From definition of the RHS we have $$\hat{f^{-}}(\chi)=\sum_{a\in G}f^{-}(a)\bar\chi(a)$$ If we note that $\bar\chi(a)=\chi(-a)$ (here $\bar \chi(a)$ denotes the complex conjugate of $\chi(a)$), then

$$\hat{f^{-}}(\chi)=\sum_{a\in G}f^{-}(a)\chi(-a)$$ and by definition of $f^{-}$

$$\hat{f^{-}}(\chi)=\sum_{a\in G}f(-a)\chi(-a) $$

Indexing the sum by $-a$ instead of $a$ (since $G$ is a group). Then

$$\hat{f^{-}}(\chi)=\sum_{a\in G}f(a)\chi(a) $$

And from here for get the LHS I should have $-\bar\chi(a)$ instead of $\chi(a)$.

From this I can conclude that $-\bar\chi(a)= \chi(a)$ is true only when $\chi(a)$ is a complex number with real part equal to 0. But this implies that the assertion is not true (and since I obtain the problem from a book, I assume that the problem is actually true).

Any hint, suggestion or counterexample is welcome (I have several days in the problem and I do not get it their solution).

Answer 1

(Basically repeating another answer.) Work through it again. I'd use multiplicative notation for $G$ and $\widehat{G}$ (especially for $\widehat{G}$). I'll also use a subscript for the "minus." Facts that are useful:

• $\chi(a^{-1})=\chi(a)^{-1}=\overline{\chi(a)}$ (homomophism into $S^1$, $\bar{\chi}=\chi^{-1}$),
• $\sum_{h\in H}\phi(h)=\sum_{h\in H}\phi(h^{-1})$ (i.e. indexing by an element or its inverse covers the whole group),
• inversion is an involution $(a^{-1})^{-1}=a$, complex conjugation is also an involution (inversion on the circle).

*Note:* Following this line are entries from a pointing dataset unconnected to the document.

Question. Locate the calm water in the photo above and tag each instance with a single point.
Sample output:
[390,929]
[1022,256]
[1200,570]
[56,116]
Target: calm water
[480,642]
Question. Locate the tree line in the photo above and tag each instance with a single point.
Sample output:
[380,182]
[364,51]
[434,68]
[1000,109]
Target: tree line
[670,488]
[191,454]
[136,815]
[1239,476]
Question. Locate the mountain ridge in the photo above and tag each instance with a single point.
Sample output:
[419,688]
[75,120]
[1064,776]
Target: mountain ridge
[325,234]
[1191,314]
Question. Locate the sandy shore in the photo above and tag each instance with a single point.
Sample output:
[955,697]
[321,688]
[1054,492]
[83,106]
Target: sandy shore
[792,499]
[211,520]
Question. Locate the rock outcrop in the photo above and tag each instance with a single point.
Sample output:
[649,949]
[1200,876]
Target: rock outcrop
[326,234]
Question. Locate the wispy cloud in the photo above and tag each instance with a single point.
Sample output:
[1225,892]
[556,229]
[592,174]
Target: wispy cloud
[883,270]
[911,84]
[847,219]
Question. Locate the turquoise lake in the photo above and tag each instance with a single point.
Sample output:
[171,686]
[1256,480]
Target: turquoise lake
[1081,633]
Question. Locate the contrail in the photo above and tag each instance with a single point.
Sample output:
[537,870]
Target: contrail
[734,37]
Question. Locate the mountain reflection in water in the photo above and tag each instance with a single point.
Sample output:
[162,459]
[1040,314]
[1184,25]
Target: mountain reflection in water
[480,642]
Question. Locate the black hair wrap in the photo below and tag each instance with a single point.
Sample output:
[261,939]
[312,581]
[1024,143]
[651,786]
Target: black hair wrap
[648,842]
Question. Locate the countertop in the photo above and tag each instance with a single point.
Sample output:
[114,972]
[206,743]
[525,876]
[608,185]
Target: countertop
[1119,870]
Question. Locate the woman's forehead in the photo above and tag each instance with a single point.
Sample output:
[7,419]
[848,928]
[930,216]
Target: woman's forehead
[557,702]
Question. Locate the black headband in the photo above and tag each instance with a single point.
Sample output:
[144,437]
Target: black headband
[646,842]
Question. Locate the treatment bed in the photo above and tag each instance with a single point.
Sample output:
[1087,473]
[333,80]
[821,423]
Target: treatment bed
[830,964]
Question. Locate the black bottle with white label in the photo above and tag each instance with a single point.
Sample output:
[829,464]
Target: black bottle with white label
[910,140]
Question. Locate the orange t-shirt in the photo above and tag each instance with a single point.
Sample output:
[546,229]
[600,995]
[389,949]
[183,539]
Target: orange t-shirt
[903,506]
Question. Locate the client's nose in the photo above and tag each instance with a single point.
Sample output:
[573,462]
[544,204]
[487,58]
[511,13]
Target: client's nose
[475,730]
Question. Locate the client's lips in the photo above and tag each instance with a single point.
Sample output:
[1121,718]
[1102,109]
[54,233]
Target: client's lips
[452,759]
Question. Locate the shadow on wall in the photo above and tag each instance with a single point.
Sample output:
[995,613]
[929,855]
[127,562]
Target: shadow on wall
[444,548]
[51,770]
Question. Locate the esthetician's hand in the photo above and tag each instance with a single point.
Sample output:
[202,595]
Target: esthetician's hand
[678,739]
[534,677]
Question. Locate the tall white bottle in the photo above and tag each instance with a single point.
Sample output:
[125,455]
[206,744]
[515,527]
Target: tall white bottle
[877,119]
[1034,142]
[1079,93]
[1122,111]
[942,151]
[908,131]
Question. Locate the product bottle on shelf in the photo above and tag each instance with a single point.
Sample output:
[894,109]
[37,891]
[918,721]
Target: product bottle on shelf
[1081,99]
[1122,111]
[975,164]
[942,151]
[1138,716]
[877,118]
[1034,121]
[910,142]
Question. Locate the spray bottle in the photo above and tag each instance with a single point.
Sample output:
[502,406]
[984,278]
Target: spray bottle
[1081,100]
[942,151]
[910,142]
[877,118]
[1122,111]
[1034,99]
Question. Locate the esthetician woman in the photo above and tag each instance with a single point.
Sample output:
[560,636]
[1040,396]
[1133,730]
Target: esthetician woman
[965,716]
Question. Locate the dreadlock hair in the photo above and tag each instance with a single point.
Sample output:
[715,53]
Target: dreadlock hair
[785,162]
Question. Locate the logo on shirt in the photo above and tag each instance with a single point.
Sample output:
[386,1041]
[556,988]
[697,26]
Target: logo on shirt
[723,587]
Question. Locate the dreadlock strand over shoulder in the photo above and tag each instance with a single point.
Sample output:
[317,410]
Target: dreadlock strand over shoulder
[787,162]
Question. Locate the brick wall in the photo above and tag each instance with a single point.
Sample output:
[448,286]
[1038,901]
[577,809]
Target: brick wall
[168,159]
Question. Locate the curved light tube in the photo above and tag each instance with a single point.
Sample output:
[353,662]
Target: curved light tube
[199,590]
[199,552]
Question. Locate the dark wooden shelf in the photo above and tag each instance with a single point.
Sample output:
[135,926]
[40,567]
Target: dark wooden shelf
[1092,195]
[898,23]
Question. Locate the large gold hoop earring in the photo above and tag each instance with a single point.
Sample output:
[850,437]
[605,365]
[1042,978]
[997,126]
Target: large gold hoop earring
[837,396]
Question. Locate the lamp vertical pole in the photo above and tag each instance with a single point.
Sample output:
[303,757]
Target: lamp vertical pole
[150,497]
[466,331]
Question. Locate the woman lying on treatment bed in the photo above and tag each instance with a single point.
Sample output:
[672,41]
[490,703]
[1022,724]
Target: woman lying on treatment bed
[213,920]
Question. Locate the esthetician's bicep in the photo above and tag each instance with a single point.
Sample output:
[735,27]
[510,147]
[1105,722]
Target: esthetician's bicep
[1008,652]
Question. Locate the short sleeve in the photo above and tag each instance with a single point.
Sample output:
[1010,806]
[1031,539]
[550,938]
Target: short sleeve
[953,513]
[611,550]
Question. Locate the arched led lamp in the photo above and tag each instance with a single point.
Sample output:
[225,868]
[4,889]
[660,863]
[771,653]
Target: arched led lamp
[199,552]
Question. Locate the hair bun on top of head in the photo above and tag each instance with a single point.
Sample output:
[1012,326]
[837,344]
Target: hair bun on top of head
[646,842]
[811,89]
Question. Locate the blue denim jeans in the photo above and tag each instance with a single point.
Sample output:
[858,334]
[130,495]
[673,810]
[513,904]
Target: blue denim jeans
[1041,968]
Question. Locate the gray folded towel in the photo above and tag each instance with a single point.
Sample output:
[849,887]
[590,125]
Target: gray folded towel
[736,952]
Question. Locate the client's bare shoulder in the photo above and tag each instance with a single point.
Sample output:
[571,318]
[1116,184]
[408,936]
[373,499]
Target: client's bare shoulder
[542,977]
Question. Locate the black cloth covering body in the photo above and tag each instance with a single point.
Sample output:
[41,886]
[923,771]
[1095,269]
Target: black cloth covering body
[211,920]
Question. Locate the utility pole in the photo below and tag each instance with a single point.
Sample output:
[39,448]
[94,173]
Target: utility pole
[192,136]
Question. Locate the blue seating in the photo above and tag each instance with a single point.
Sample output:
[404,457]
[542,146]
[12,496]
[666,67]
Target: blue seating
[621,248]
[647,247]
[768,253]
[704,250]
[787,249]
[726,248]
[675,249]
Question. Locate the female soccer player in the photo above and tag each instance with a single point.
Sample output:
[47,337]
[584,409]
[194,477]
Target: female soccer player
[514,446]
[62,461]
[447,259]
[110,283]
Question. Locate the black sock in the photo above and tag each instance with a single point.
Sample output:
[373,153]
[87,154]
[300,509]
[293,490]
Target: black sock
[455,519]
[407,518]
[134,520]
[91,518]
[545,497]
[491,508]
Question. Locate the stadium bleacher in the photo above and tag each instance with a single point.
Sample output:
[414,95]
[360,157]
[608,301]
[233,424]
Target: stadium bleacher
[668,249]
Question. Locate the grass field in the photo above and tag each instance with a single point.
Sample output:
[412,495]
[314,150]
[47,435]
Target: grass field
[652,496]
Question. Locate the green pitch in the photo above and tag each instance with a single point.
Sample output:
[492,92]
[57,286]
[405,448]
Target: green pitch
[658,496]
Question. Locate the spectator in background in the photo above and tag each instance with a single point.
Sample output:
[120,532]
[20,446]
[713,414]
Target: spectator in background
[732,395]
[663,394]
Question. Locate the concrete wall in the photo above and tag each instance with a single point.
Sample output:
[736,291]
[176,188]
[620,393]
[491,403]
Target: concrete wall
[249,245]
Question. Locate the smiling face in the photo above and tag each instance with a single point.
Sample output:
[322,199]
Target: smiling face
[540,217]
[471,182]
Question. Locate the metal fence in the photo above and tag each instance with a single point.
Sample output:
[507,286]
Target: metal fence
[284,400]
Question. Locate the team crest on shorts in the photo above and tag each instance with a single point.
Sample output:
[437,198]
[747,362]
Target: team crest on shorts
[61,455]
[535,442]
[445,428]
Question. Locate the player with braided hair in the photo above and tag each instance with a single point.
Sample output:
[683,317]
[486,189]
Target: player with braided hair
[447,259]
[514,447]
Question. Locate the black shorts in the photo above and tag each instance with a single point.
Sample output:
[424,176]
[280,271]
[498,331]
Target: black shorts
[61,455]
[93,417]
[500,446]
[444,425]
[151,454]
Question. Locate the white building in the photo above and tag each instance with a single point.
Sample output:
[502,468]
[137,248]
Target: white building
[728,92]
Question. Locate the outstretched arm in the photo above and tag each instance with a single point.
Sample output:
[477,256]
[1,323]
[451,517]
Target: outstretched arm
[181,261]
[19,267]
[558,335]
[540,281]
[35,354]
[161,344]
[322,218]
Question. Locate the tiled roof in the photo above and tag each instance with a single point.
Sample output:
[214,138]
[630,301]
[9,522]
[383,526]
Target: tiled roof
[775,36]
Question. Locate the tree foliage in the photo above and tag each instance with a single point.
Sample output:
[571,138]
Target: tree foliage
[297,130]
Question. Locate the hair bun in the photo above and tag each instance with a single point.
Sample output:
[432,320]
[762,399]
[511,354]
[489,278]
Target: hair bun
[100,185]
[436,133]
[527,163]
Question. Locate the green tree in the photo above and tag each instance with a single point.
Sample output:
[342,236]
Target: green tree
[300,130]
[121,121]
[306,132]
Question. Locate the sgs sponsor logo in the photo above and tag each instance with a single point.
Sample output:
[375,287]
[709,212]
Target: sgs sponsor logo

We have $$ \begin{align*} \widehat{f_-}(\chi)&=\sum_{a\in G}f_-(a)\overline{\chi(a)}\\ &=\sum_{a\in G}f(a^{-1})\chi(a^{-1})\\ &=\sum_{a\in G}f(a)\chi(a)\\ &=\sum_{a\in G}f(a)\overline{\bar{\chi}(a)}=\hat{f}(\bar{\chi})=(\hat{f})_-(\chi). \end{align*} $$

Answer 2

From the definitions for each $\chi\in\widehat{G}$ we have $$\widehat{f^{-}}(\chi)=\sum_{a\in G}f^{-}(a)\overline{\chi(a)}=\sum_{a\in G}f(-a)\overline{\chi(a)}=$$ $$\sum_{a\in G}f(a)\overline{\chi(-a)}=$$ $$ \sum_{a\in G}f(a)\overline{(-\chi(a))}= \hat{f}(-\chi)= \hat{f}^-(\chi).$$